大判例

20世紀の現憲法下の裁判例を掲載しています。

最高裁判所第三小法廷 昭和40年(オ)1112号 判決

上告人(原告・被控訴人) 竹内勇

右訴訟代理人弁護士 海老名利一

被上告人(被告・控訴人) 香月千秋

主文

本件上告を棄却する。

上告費用は上告人の負担とする。

理由

上告代理人海老名利一の上告理由一について。

原判決挙示の証拠によれば、甲第一ないし第四号証(本件約束手形)における被上告人名義の署名は自筆でない旨の原審の認定は是認できる。所論は、原審の専権に属する証拠の判断およびこれに基づく事実の認定を非難するものであって、援用できない。

同二、三について。

原判決挙示の証拠によれば、訴外富永恒宏の姻戚関係の認定は是認することができ、当該事実を含む原判示の諸般の事実関係のもとにおいて、本件手形上の被上告人名義の署名捺印は、富永恒宏が、被上告人に無断で、被上告人の手文庫の印を使用してこれをなしたものと推認するほかないとした原審の認定は是認できなくはない。所論は、原審の専権に属する事実の認定を非難するにすぎず、援用できない。

よって、民訴法四〇一条、九五条、八九条に従い、裁判官全員の一致で、主文のとおり判決する。

(裁判長裁判官 五鬼上堅磐 裁判官 柏原語六 裁判官 田中二郎 裁判官 下村三郎)

上告代理人海老名利一の上告理由

一、証拠の認定に重大なる過誤がある。

「控訴本人の供述ならびに同人訊問の際対照のため手記せしめた文書および宣誓書における同人の筆跡と甲第一号証ないし第四号証における同人名義の署名の筆跡とを対照した結果によれば右各甲号証における控訴人名義の署名は自筆でないと認められる(証人富永恒広の証言中これに反する部分は措信しない)。」甲第一号証乃至第四号証の振出欄中の被上告人の署名に非ずと認めその根拠として同人の裁判所に於ける筆跡と各甲号証の振出欄中の被上告人の署名とが同一でないからとの理由であるが各甲号証は昭和二九年四月十五日に作成されて居たものである、被上告人が裁判所に於ける筆跡は昭和四〇年に於て為されたものであるこの間十年余を経過して居り各甲号証の成立当時は被上告人は盛業にありその後事業上の失敗及健康を害して札幌市内より肩書地に移転したものである。

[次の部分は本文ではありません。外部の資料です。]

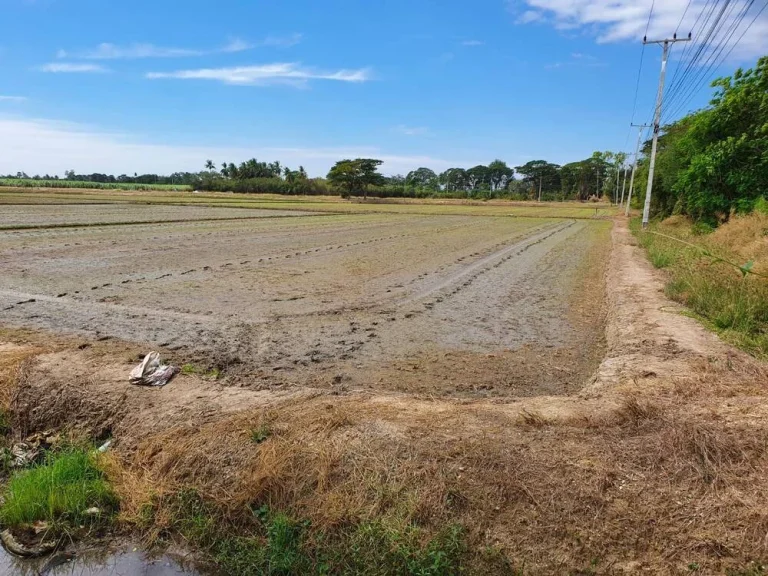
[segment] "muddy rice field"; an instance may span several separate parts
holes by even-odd
[[[1,208],[4,326],[159,347],[233,385],[571,394],[603,355],[601,219]]]

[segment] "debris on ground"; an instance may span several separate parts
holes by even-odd
[[[39,556],[45,556],[50,554],[59,546],[57,540],[41,541],[36,544],[26,544],[19,541],[10,530],[3,530],[0,532],[0,541],[3,546],[11,554],[16,556],[22,556],[25,558],[37,558]]]
[[[60,442],[61,435],[52,430],[36,432],[11,447],[11,466],[13,468],[26,468],[37,462],[46,450],[57,446]]]
[[[178,366],[161,364],[160,354],[150,352],[131,370],[130,382],[138,386],[165,386],[179,372]]]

裁判所に於ける本人訊問に際しても病身的でありそれ故に十年前の筆跡と現在の筆跡とを一見して異なるからこれが被上告人の筆跡に非ずとすることは経験則に反するもので若しも之が判示の如く認定するに於ては鑑定の結果に依るのが相当である。

証人の富永恒広の証言に依ると各甲号証の被上告人の氏名は被上告人の署名と述べて居る。

被上告人と証人富永とは姻戚関係にあり相当に深い間柄にあってその署名を熟知して居るものである。

二、「右認定の諸事実に被控訴本人自身富永は狡猾であって信用できない旨供述している事実を考え合せると他にもっと蓋然性のある推定に導くような間接事実が証明されない限りは本件手形上の控訴人名義の署名捺印は富永が控訴人に無断で右の手文庫の印を使用してこれをなしたものと推認するほかはない従って富永自身のこれに反する供述は措信できない」被上告人の印を証人富永が無断で捺印したとの認定であるが証人富永が如何に狡猾であったとしても他人の印を盗用して有価証券の偽造行使する様な人柄でない特に被上告人の印を茶の間の手文庫より取出して各甲号証に捺印したとは如何にしても容易に推認することは困難であり被上告人は印を料理屋に忘れて居たことがあるのでそこで使用された旨も述べて居るものである。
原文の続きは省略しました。